According to a conventional narrative, tropical islands are eroding away due to rising seas and increasingly devastating storms. Not really, according to the recent work of Ford and Kench (2016).


Writing as background for their study, the two researchers state that low-lying reef islands are “considered highly vulnerable to the impacts of climate change,” where an “increased frequency and intensification of cyclones and eustatic sea-level rise [via global warming] are expected to accelerate shoreline erosion and destabilize reef islands.” However, they note that much remains to be learned about the drivers of shoreline dynamics on both short- and long-term time scales in order to properly project future changes in low-lying island development. And seeking to provide some of that knowledge, the pair of New Zealand researchers set out to examine historical changes in 87 islands found within the Jaluit Atoll (~6°N, 169.6°E), Republic of the Marshall Islands, over the period 1945–2010. During this time, the islands were subjected to ongoing sea level rise and the passage of a notable typhoon (Ophelia, in 1958), the latter of which caused severe damage with its >100 knot winds and abnormal wave heights.

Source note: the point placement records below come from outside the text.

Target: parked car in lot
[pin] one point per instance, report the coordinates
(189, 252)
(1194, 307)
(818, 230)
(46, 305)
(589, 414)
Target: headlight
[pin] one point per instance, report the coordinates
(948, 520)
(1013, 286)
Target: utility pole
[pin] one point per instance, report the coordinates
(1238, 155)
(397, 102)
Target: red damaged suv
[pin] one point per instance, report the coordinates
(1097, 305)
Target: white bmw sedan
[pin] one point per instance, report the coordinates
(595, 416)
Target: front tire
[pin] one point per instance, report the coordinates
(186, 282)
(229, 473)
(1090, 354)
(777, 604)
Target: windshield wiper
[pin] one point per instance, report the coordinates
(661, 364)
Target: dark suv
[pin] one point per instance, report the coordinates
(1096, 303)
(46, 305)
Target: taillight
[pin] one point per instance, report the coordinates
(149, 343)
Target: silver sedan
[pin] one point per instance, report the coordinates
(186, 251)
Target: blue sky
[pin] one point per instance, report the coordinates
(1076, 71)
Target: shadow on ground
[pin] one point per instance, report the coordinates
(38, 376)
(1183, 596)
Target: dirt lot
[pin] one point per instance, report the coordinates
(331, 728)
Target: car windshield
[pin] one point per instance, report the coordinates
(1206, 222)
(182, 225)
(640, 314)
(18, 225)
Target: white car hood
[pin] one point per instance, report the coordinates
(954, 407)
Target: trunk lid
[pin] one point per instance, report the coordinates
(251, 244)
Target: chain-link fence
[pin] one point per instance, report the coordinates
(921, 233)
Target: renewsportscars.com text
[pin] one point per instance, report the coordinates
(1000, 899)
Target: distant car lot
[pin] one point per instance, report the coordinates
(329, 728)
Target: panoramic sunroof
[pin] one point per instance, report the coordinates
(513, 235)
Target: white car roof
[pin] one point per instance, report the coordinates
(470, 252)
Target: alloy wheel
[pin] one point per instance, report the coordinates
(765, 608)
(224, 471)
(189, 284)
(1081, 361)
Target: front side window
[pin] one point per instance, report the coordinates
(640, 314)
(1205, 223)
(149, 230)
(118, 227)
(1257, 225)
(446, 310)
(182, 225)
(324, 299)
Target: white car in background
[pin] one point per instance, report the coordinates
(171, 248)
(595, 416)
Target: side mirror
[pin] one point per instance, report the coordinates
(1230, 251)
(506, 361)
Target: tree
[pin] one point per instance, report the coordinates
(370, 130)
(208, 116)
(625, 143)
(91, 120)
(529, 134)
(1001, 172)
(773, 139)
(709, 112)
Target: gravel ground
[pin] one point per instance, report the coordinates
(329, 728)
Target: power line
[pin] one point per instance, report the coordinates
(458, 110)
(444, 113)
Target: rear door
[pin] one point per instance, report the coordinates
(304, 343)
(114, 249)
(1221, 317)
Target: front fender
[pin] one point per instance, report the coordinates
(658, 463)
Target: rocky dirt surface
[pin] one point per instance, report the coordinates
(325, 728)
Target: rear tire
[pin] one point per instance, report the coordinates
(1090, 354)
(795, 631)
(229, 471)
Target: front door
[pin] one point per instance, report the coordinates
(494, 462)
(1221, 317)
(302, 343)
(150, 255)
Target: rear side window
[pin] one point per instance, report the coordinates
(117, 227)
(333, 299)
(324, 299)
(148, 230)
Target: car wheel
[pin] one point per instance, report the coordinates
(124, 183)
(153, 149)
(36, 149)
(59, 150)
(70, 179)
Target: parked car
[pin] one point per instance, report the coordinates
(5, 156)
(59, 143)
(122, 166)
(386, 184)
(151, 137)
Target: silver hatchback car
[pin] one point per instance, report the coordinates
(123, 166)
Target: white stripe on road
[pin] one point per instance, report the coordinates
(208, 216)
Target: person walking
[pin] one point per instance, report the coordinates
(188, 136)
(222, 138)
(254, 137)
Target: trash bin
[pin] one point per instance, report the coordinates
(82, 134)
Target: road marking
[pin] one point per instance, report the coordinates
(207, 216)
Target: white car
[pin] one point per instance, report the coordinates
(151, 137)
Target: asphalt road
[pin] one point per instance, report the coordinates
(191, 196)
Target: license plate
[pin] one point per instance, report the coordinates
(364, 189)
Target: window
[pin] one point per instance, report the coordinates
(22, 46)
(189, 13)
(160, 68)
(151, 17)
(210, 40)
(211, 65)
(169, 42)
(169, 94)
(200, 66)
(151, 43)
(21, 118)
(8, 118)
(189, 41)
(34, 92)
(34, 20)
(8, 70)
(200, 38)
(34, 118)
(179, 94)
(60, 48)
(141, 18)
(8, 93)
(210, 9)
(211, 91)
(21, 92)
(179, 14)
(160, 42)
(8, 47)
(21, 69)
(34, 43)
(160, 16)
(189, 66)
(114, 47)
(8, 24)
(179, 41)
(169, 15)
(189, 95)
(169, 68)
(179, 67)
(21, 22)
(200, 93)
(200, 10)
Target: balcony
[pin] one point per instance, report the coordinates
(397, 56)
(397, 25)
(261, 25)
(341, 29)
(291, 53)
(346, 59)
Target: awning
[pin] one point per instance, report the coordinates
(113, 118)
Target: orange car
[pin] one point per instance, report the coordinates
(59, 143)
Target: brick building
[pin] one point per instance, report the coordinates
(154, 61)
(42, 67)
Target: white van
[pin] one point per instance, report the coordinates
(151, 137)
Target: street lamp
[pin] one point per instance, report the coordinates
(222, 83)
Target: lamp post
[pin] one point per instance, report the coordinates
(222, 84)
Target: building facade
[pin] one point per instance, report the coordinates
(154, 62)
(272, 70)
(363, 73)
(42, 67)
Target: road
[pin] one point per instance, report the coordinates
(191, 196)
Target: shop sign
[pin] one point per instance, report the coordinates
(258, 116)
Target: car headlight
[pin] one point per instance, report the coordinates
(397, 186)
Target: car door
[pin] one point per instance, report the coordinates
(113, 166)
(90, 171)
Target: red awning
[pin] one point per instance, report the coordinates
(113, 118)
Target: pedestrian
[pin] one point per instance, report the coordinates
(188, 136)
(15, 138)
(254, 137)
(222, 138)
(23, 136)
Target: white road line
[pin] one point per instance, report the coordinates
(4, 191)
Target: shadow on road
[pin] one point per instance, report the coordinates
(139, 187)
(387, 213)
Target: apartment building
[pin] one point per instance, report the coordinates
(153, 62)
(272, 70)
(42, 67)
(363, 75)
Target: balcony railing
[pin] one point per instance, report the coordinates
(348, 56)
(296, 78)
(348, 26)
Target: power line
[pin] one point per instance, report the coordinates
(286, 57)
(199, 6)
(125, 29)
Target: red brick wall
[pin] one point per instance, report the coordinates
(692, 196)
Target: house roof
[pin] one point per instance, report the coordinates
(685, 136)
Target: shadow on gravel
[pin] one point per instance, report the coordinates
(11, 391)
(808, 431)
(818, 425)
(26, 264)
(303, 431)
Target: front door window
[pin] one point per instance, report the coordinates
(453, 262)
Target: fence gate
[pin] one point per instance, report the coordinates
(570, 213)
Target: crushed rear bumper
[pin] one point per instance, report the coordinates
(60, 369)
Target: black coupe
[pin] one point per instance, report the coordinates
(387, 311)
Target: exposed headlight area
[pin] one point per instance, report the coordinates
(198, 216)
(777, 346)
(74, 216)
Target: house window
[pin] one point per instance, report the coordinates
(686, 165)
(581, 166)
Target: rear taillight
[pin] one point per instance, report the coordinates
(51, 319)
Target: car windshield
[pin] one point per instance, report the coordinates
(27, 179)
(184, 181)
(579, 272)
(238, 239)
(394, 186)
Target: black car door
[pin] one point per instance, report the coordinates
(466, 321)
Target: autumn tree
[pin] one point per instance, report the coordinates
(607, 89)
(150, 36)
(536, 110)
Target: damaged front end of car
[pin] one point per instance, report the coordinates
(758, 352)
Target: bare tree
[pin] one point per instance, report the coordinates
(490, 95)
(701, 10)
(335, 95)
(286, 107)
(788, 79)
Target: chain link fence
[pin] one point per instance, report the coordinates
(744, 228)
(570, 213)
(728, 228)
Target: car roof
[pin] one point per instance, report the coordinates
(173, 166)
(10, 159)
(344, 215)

So what did their examination reveal?


Analyses of aerial photographs and high-resolution satellite imagery indicated that the passage of Typhoon Ophelia caused a decrease in total island land area of approximately five percent, yet Ford and Kench write that “despite [this] significant typhoon-driven erosion and a relaxation period coincident with local sea-level rise, [the] islands have persisted and grown.” Between 1976 and 2006, for example, 73 out of the 87 islands increased in size, and by 2010, the total landmass of the islands had exceeded the pre-typhoon area by nearly 4 percent.


Such observations, in the words of Ford and Kench, suggest an “alternative trajectory” for future reef island development, and that trajectory is one of “continued island expansion rather than one of island withering.” And such expansion is not just limited to Jaluit Atoll, for according to Ford and Kench, “the observations of reef island growth on Jaluit coincident with sea level rise are broadly consistent with observations of reef islands made elsewhere in the Marshall Islands and Pacific (McLean and Kench, 2015).” Given as much, it would thus appear that low-lying islands are not as vulnerable to climate change as previously thought.


 


Reference


Ford, M.R. and Kench, P.S. 2016. Spatiotemporal variability of typhoon impacts and relaxation intervals on Jaluit Atoll, Marshall Islands. Geology 44: 159–162.


McLean, R.F. and Kench, P.S. 2015. Destruction or persistence of coral atoll islands in the face of 20th and 21st century sea level rise? WIRES Climate Change 6: 445–463.